Configuring Druid Clusters for High Availability

HA by its nature requires a multinode structure with somewhat more sophisticated configuration than a cluster without HA. Do not use local storage in an HA environment.

Configure a Cluster with an HDFS Filesystem

Prerequisites

MySQL or Postgres must be installed as the metadata storage layer. Configure your metadata storage for HA mode to avoid outages that impact cluster operations. See either High Availability and Scalability in the MySQL Reference Manual or High Availability, Load Balancing, and Replication in the PostgreSQL Documentation, depending on your storage selection. Derby does not support a multinode cluster with HA.

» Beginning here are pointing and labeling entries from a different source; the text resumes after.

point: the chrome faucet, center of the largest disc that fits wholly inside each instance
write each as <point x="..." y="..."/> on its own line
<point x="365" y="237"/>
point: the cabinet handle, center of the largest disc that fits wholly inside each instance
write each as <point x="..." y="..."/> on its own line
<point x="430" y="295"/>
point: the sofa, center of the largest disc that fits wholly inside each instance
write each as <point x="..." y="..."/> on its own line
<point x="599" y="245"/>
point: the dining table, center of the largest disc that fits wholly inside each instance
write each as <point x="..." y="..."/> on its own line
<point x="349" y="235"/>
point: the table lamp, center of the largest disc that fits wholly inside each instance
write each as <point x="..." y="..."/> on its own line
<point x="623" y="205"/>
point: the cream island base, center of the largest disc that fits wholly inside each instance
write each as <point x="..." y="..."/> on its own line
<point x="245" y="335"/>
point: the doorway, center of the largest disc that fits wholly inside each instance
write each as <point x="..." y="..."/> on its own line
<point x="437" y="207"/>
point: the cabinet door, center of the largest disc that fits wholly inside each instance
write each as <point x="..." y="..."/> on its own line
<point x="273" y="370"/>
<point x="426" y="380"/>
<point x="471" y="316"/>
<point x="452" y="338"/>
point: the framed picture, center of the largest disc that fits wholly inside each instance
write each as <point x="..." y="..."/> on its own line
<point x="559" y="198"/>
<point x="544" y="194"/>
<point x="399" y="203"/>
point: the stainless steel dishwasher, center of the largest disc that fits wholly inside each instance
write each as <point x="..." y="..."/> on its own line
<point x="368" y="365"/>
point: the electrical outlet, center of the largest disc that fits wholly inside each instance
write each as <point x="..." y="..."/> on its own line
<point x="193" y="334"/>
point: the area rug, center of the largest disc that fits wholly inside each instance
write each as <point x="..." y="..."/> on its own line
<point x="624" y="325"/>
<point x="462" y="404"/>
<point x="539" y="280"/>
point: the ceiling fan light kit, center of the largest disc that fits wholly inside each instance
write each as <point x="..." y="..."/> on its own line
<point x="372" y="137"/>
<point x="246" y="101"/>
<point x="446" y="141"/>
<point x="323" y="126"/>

At least three ZooKeeper nodes must be dedicated to HA mode.

Steps

Enable Namenode HA using the wizard as described in Configuring NameNode High Availability
Install the Druid Overlord, Coordinator, Broker, Realtime, and Historical processes on multiple nodes that are distributed among different hardware servers.
- Within each Overlord and Coordinator domain, ZooKeeper determines which node is the Active node. The other nodes supporting each process are in Standby state until an Active node stops running and the Standby nodes receive the failover.
- Multiple Historical and Realtime nodes also serve to support a failover mechanism. But for Broker and Realtime processes, there are no designated Active and Standby nodes.
- Muliple instances of Druid Broker processes is required for HA. Recommendations: Use an external, virtual IP address or load balancer to direct user queries to multiple Druid Broker instances. A Druid Router can also serve as a mechanism to route queries to multiple broker nodes.
Ensure that the replication factor for each data source is set greater than 1 in the Coordinator process rules. If no data source rule configurations were changed, no action is required because the default value is 2.